Kızlı erkekli tartışmasında duramadı. Gezi direnişinin ilk günlerinde duramadı. 1 Mayıs tartışmalarında duramıyor. Çevre katliamına ara veremiyor.
Gezi direnişi günlerinde en ulusalcısından, en Erdoğan’ın düşmanından en Erdoğan fanatiğine kadar herkesin gözü kulağı Kuzey Afrika ülkeleri gezisinden dönen Erdoğan neler söyleyeceğindeydi. Herkes bir yumuşama, ılımlı bir açıklama bekliyordu. Ama Erdoğan bodoslama daldı ve tüm Gezicileri aşağılamaya devam etti.
Duramıyor Erdoğan. 2011 seçimlerinden beri, toplumu kutuplaştırıyor. Kutuplaştırma taktiğini bir siyaset yapma aracı olarak kullanıyor.
Uludere katliamından sonra da duramadı. Kürtaj tartışmalarında da. İçki içenlere de bulaştı sigara içenlere de. İnternete de öfke kustu twittera da. Siyasal güç ellerinde merkezileştikçe, daha da sağcılaştı. Sağcılaştıkça kutuplaştırma siyasetinin nimetlerinin farkına vardı. 17 Aralık’tan sonra, çubuğu daha da sağa kırdı ve Gezi direnişi günlerinde ifrada vardırdığı kutuplaşma siyasetini, tek ve mutlak taktik haline getirdi.
Hiç ara vermiyor Erdoğan. Sadece kendisine oy vermeyen yüzde 50’yi gözden çıkarmış değil. Kutuplaşma siyasetinden haz etmeyen AKP’lileri de bir cümlede siliyor.
Duramıyor.
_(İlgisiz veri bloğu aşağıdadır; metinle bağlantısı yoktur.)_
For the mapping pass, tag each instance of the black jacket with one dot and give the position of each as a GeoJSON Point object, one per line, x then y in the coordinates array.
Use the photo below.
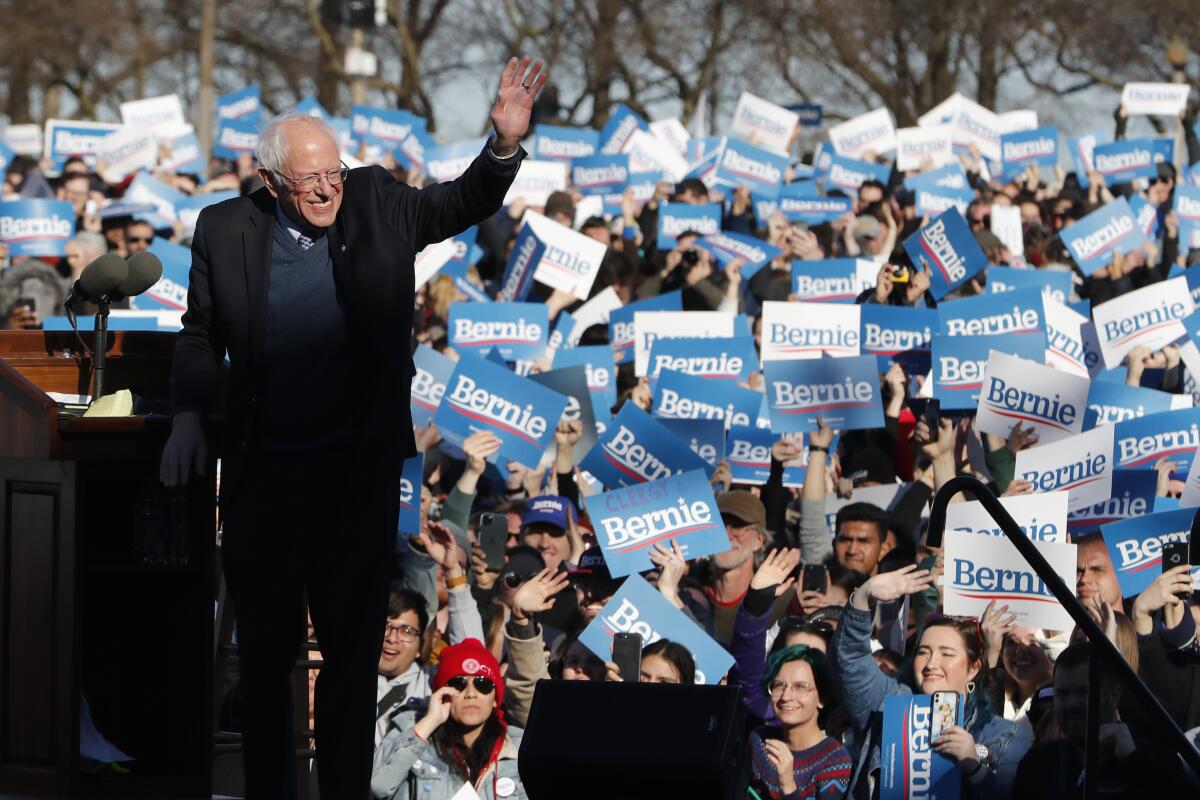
{"type": "Point", "coordinates": [381, 226]}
Hız bağımlısı bir formula yarışçısı gibi. Freni patlamış bisikletin üzerinde yokuş aşağıya gidiyor gibi. Hızlanmanın zevkiyle, her seferinde daha sağcı bir figür olarak çıkıyor. Askerlerle anlaşıyor. Orduya güzelleme yapıyor. Kandırıldığını söylüyor. Askerlerin affına sığınıyor.
Daha da hızlanıyor. Yarattığı sağ iklim çevre katliamının günlük işler haline geldiği koşulları besliyor. 301 madenci ölüyor, o yine duramıyor, “fıtratında var bu işin” diyor. Soma’da acılı insanların önünde tekme tokat şovu yapılmasını teşvik ediyor. Polis tarafından öldürülen bir çocuğun annesini babasını yüz binlerce taraftarına yuhalatıyor. Esnafların doğal polis kuvveti olduğunu açıklıyor. En sonunda, “Abdullah Öcalan meşrulaşır” diyerek, çözüm sürecini de dinamitleyen açıklamalar yapıyor.
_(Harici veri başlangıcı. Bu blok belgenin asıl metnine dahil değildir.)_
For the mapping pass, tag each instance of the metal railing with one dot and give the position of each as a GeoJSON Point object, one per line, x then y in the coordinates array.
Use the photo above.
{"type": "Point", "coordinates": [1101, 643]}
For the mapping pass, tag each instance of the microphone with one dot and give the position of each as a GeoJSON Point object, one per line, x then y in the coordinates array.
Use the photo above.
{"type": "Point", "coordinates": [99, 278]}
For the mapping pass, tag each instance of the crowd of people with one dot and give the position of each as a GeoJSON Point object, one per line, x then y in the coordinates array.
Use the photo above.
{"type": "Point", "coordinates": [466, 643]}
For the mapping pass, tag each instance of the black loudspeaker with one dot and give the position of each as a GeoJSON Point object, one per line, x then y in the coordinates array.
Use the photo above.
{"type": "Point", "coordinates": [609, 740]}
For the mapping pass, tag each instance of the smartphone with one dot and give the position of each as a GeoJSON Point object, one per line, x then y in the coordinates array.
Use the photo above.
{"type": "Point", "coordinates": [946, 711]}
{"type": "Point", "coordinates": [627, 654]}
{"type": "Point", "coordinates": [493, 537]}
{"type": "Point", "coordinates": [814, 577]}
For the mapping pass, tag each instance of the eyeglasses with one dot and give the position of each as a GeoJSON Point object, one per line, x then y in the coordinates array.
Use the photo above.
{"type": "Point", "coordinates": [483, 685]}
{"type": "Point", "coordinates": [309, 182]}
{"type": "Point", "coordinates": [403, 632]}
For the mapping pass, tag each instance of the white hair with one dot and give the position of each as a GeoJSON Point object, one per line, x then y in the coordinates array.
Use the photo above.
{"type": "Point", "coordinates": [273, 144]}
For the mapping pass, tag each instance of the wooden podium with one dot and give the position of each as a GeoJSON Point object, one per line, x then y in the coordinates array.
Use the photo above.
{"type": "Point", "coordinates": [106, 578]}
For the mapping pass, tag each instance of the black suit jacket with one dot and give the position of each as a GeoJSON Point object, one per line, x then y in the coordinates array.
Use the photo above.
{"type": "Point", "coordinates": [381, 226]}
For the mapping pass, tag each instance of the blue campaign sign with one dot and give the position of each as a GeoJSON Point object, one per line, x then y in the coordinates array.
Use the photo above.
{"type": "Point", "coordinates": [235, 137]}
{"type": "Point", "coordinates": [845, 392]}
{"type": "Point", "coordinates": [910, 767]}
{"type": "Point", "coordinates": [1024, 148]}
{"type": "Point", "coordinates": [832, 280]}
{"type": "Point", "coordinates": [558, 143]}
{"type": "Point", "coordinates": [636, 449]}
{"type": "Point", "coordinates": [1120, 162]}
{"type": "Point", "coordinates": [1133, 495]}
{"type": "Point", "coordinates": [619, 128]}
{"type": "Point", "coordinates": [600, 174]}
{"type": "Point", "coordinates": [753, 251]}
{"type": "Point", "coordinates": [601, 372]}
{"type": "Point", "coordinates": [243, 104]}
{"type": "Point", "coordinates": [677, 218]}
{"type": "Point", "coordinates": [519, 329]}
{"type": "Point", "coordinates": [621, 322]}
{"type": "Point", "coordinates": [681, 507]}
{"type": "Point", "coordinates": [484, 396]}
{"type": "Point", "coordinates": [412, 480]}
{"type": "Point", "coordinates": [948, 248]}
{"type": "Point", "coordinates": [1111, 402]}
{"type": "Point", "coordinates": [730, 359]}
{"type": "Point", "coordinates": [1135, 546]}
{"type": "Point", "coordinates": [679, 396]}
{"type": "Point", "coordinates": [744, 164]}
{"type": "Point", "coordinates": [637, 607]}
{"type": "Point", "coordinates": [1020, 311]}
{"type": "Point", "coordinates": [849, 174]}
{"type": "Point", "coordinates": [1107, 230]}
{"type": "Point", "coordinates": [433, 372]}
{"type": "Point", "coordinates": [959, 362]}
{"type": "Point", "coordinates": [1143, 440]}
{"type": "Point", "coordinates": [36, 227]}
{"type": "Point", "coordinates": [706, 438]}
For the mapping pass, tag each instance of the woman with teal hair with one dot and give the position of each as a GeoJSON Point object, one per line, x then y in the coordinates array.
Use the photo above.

Erdoğan freni patlayan bisikletin üzerinden bakınca, karşısındakini başkanlık rejimi olarak görüyor olabilir. Cumhurbaşkanlığı sarayını, başkanlık sarayı sanıyor da olabilir. Ama buradan bakınca, freni patlamış bisiklet üzerindeki çaresiz bir siyasetçi olarak görülüyor. Önce kendi yüzde 50’si için toplumun yüzde 50’sinin üzerini çizdi. Ama şimdi kendi yüzde 50’si içinde de kutuplaştırma siyaseti uyguluyor. Erdoğan amigolarına duyurulur!